Existe um fenômeno bem documentado no Japão, com nome próprio, para descrever o estresse de mulheres cujos maridos se aposentaram e passaram a ficar em casa o dia inteiro. Não é piada, e não é exclusividade japonesa.

A conta que ninguém faz

Um casal em que os dois trabalham fora convive, em dia útil, umas três ou quatro horas — e boa parte disso ocupada com jantar e televisão. Depois da aposentadoria, esse número pode chegar a quinze.

Multiplicar por quatro o tempo de convivência não aprofunda automaticamente a relação. Ele apenas expõe, em volume muito maior, tudo que já existia: as manias, os silêncios, os assuntos que faltavam.

Os dois desajustes mais comuns

O primeiro é territorial.

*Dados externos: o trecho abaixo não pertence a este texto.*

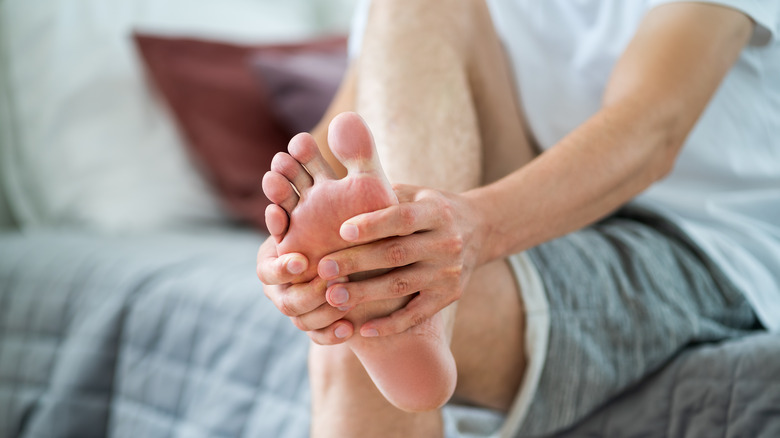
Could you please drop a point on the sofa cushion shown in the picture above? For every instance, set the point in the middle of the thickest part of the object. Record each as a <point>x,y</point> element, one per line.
<point>234,121</point>
<point>88,145</point>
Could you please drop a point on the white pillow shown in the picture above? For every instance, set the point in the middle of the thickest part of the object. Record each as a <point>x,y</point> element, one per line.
<point>85,142</point>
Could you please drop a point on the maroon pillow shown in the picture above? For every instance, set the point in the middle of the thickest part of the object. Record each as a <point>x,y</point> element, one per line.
<point>226,113</point>
<point>301,84</point>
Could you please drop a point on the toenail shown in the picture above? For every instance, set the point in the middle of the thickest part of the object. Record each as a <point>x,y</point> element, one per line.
<point>339,295</point>
<point>330,269</point>
<point>369,333</point>
<point>349,232</point>
<point>295,266</point>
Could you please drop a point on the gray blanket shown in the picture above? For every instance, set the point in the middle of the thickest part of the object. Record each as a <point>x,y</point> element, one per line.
<point>171,336</point>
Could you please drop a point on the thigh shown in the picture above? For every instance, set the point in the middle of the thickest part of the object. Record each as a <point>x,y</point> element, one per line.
<point>488,338</point>
<point>623,297</point>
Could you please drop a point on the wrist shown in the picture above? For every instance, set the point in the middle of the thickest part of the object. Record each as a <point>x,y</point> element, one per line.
<point>484,227</point>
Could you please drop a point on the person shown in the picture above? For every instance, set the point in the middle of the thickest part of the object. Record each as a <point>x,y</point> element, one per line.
<point>538,284</point>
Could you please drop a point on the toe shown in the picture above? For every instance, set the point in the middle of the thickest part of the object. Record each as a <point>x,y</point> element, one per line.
<point>276,220</point>
<point>291,169</point>
<point>352,143</point>
<point>278,190</point>
<point>304,149</point>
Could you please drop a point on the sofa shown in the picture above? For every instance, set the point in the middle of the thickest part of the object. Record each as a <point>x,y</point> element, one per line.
<point>129,305</point>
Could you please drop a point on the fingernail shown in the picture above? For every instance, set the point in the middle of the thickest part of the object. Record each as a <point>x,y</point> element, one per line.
<point>339,295</point>
<point>329,269</point>
<point>337,281</point>
<point>369,333</point>
<point>295,266</point>
<point>349,232</point>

Quem ficava em casa tinha um domínio, uma rotina, um ritmo próprio. A chegada permanente do outro invade esse espaço, e a queixa aparece disfarçada de irritação com detalhes.

O segundo é de propósito. Quem se aposenta perde de uma vez a estrutura que organizava o dia e boa parte da identidade que vinha do trabalho. É comum essa pessoa passar a supervisionar a casa — não por vontade de controlar, mas por falta do que fazer.

O que costuma funcionar

Aposentar-se para alguma coisa, não apenas de alguma coisa. Quem chega nessa fase com um projeto — mesmo pequeno, mesmo sem remuneração — atravessa muito melhor que quem chega só com tempo livre.

E rotinas separadas. Casais que dão certo nessa fase quase sempre têm horários e atividades individuais dentro da semana. Não é distanciamento: é o que garante que existam duas pessoas com assunto quando se encontram.

A conversa que vale ter antes

Idealmente, um ou dois anos antes. Como cada um imagina o dia? Quem faz o quê em casa? Quanto tempo junto e quanto separado? Onde vamos morar?

Casais que nunca falam disso descobrem, no primeiro mês, que tinham expectativas opostas — um imaginava viagens constantes, o outro imaginava sossego em casa.

O lado bom, que também existe

Vale dizer: muitos casais relatam essa fase como a melhor. Tempo, ausência de pressa e maturidade suficiente para não brigar por bobagem formam uma combinação que a juventude não oferece.

A diferença entre os dois desfechos raramente está no amor disponível. Está em ter havido, ou não, alguma preparação.